How to compute the likelihood function based on kernel density estimation results?

Hi, I have been working on a simple recursive bayesian update example. The idea is to keep update my model whenever new observations come in and it can be from different distributions. Given some historical data z_1, z_2,\ldots z_k, I am interested in the following thing given a new observation z_{k+1}:

p(z_1, z_2, \ldots. z_{k+1} \propto p(z_{k+1} | x) p(x|z_1, \ldots z_k)

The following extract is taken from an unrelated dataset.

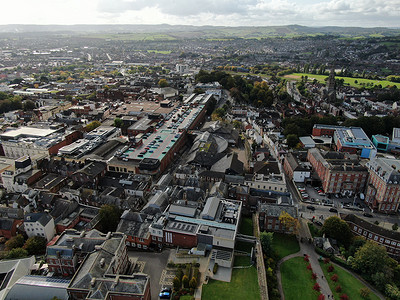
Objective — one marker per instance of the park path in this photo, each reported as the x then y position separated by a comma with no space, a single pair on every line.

Where p(z_{k+1} | x) is the likelihood function with mean value at z_{k+1} while
p(x|z_1, \ldots z_k) is prior.

So the first step I am trying to figure out is how to write a custom likelihood function based on the results from Kernel density estimation.

Here is my code:

# 50 samples from N(20,2). Lets assume this is our historical data 
s1 = np.random.normal(20, 2, 50)

# This is the custom prior from the tutorial that makes me be able to learn the prior from KDE results

def from_posterior(param, samples):
    smin, smax = np.min(samples), np.max(samples)
    width = smax - smin
    x = np.linspace(smin, smax, 100)
    y = stats.gaussian_kde(samples)(x)
    x = np.concatenate([[x[0] - 3 * width], x, [x[-1] + 3 * width]])
    y = np.concatenate([[0], y , [0]])
    return Interpolated(param, x, y)

# Here is my own likelihood function
samples = s1
smin, smax = np.min(samples), np.max(samples)
width = smax - smin
kde = stats.gaussian_kde(samples)
x = np.linspace(smin, smax, 100)
y = kde(x)
x = np.concatenate([[x[0] - 3 * width], x, [x[-1] + 3 * width]])
y = np.concatenate([[0], y , [0]])
m = np.sum(x* y/np.sum(y))


def likelihood(samples, m, mu, x):
    kde = stats.gaussian_kde(samples)
    l = kde(x - m + mu) 
    return l

# pymc3 sampling. Given a new observation, say s1[0] again for simplicity purpose, I want to update my posterior. That is to say 
#p(x|z_1,…z_{k+1})  =  p(z_{k+1| x} p(x| z_1,…z_k}
#Where p(x| z_1,…z_k} is prior and p(z_{k+1| x}  is likelihood function.  The resson why I do x-m +mu in my likelihood function is to make sure my likelihood function’s expected value is at the observed value.

basic_model = Model()
with basic_model:
    mu = from_posterior("mu", s1)
    #Y_obs = Normal("Z", mu = mu, observed = s1[0])
    Y_obs = pm.Potential("observed likelihood", likelihood(s1, m, mu, s1[0]))
    trace = sample(1000)

I always got error like

Traceback (most recent call last):
File “”, line 4, in
File “”, line 3, in likelihood
File “/Library/Frameworks/Python.framework/Versions/3.9/lib/python3.9/site-packages/scipy/stats/kde.py”, line 241, in evaluate
output_dtype = np.common_type(self.covariance, points)
File “<array_function internals>”, line 180, in common_type
File “/Library/Frameworks/Python.framework/Versions/3.9/lib/python3.9/site-packages/numpy/lib/type_check.py”, line 764, in common_type
raise TypeError(“can’t get common type for non-numeric array”)
TypeError: can’t get common type for non-numeric array

But if I remove the kde(x-m+mu) line it will get rid of the error.
Can anyone give me some hints about this issues? Or any other suggestions working on similar problem is appreciated as well.

1 Like

Welcome!

This error likely results from passing tensor arguments to stats.gaussian_kde() which doesn’t know what to do with the data type. That’s why the example uses pm.Interpolated to reconstruct the parameters and then uses a full-fledged pymc distribution (e.g., pm.Normal) for the observed parameter. Is there something in that example that isn’t what you need?

1 Like

The from_posterior indeed works for any prior. However, I am not sure how to use it on the likelihood computation. We need observed part and unobserved part (this can be solved by using the pm.potential) but the return value is a number which is not same as the one returned by the Interpolated

For example, this example:
https://discourse.pymc.io/t/how-to-set-up-a-custom-likelihood-function-for-two-variables/906
provided a good answer how to use any blackbox likelihood function but it does not cover the case that computes the likelihood function based on some empirical density function estimated by KDE.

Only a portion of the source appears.